Determining Which Metrics to Use
When you configure service monitoring within the NetProfiler, Step 4 of the configuration wizard enables you to decide which metrics to monitor for each segment within the service. The metrics are organized according to three different categories. The following table summarizes all metrics.
Category | Metric Name | Enabled | Dips | Spikes |
Connectivity (Conn) | New connections | | | Yes |
Active connections | Yes | | |
Bandwidth | | Yes | |
User experience (UserExp) | Response time | Yes | | Yes |
Average connection duration | | | Yes |
Average application throughput per connection | | Yes | |
Efficiency (Effncy) | TCP retransmissions | Yes | | Yes |
Number of TCP resets | Yes | | Yes |
The following metrics are enabled by default:
• Active connection rate (detecting spikes)
• Response time (detecting spikes)
• TCP resets (detecting spikes)
• TCP retransmissions (detecting spikes)
When you consider which metrics to use for an application, take into account what each segment is responsive for versus the service as a whole. Front-end segments might have very different characteristics than back-end segments.
For example, if you have a web-connected front end, you might detect numerous brief connections versus a back-end segment for the same service, which might have only continuous database interactions over only a handful of connections. For another service, you might have a front-end segment that uses Citrix, which might keep connections open throughout very long periods of time, while back-end connections to application servers might be shorter in duration but greater in number. For details about characteristics to consider per metric, see
Reducing the Number of Metrics.
The four default, enabled metrics satisfy a majority of TCP-based application segments, although for segments with a low number of connections, you might want to disable or change the settings on the active connections metric.

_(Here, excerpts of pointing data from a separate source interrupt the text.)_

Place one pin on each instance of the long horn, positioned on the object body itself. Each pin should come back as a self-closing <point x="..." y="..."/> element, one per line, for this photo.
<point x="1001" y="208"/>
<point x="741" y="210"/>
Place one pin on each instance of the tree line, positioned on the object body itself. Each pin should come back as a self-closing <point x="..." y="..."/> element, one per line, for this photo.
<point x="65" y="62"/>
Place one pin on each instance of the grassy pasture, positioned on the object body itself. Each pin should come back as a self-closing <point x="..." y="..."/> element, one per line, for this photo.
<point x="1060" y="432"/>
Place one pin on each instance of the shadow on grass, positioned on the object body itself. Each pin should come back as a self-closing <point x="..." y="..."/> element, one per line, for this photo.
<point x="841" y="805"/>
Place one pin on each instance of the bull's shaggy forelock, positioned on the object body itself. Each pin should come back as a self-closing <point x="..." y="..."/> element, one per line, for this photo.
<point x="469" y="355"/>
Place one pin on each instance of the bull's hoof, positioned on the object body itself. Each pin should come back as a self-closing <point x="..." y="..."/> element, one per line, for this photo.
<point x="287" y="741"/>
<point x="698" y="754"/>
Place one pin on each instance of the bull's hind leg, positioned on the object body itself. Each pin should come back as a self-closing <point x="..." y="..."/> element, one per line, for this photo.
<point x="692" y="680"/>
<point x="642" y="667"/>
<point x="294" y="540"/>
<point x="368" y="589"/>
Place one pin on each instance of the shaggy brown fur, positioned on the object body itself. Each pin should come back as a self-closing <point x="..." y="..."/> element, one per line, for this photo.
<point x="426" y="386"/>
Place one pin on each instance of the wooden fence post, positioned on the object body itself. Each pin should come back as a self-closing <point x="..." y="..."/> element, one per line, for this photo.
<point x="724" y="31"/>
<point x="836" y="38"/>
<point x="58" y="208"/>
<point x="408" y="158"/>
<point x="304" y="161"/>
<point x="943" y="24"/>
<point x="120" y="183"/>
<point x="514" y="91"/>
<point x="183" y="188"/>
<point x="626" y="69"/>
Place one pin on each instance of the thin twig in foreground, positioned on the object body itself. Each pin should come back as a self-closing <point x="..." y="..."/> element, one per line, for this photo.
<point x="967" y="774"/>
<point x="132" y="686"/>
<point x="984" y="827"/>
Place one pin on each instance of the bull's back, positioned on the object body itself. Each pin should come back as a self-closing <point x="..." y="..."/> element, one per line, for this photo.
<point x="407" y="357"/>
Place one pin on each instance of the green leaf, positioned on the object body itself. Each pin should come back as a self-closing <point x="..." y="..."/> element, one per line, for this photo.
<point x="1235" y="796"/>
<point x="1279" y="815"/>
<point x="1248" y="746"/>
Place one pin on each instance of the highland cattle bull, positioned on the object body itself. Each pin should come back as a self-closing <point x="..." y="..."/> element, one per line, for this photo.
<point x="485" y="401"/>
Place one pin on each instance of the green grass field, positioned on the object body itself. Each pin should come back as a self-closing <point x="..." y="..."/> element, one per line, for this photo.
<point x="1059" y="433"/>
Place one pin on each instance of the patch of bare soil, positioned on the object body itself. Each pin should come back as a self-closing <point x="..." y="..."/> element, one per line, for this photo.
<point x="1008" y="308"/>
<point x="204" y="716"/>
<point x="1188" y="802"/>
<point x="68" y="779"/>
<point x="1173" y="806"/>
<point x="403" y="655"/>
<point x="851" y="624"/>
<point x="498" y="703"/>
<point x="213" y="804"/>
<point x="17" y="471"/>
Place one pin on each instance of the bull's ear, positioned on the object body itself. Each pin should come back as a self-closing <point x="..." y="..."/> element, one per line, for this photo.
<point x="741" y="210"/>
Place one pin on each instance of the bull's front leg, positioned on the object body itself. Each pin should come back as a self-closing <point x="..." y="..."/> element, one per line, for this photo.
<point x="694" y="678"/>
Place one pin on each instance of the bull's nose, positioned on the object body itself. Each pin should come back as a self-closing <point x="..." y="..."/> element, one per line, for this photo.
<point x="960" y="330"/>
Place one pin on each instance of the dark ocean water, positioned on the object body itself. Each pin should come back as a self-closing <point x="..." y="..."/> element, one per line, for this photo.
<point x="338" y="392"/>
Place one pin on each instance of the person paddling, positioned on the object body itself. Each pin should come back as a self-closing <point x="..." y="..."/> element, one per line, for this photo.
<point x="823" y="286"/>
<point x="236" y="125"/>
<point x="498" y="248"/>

When you choose which metrics to include, use the following best practice guidelines:
• Applications with low connectivity rates - For back-end segments for which applications have connectivity between only a few servers, or front-end segments for which only a few clients are connected at a time, the active connection rate is very low, and the tolerance band might be very tight. You might detect alerts when there is a very minor change in connectivity (one new session connects longer than what is normal).
For these situations, you can disable this metric, or you can increase the tolerance band and add an appropriate noise floor to the metric. The noise floor can help control minor fluctuations.
Figure: Metric for a Low Connectivity Rate Segment shows a segment that has only a few connections active per second, with a raised tolerance to 5 for low and 6 for high, and an added noise floor of four connections per second.
Figure: Metric for a Low Connectivity Rate Segment
• Active connection rate metric consideration without weekly seasonality - If you are trying to keep the number of alerts low, Riverbed recommends that you not disable the active connections metric until after the weekly baseline is set. The baseline is three weeks and one day of data.
• UDP applications - For UDP applications, the TCP health and TCP performance measurement-based metrics do not work. You can disable TCP resets, TCP retransmissions, and response time. For UDP segments that have periodic bandwidth, you can enable the bandwidth metric.
• Back-end segments with continuous communications - For many back-end segments, you can enable the average application throughput per connection metric. This metric tracks the bandwidth that is consumed during the active parts of the session. You are alerted when the baselined value dips below the threshold. This dip can indicate that less data is transferred, which can indicate that the application efficiency has dropped, and this can have an impact on user experience.
• Single-transaction-oriented TCP sessions - For application segments that tend to set up a new TCP session for each transaction, you can enable the average connection duration metric. This metric tracks the duration of the connections and alerts you if it dips below that baseline. For this type of segment, tracking new connections in addition to active connections can also be beneficial.
• Revisit metrics and tuning after three weeks of data - Although three days and one hour of data are required for the analytic metrics to initialize, it takes three weeks and one day for the analytics to begin using a weekly baseline. This baseline becomes more predictable when you monitor weekly seasonality is monitored (for example, lower traffic volumes on the weekend). Tuning and final decisions on which metrics might not be best for the segment are made after this time period.
• Understanding the characteristics of your application - To better understand the characteristics of the segments on your application, you can run service-level-objective (SLO) reports after the segments have initialized. The SLO reports enable you to see the baselined periodicity of each metric. If the segment has not yet initialized, you can run reports to gain a better understanding of the segment characteristics. Running reports in this manner helps you to choose which metrics to use per segment and to fine-tune after initialization.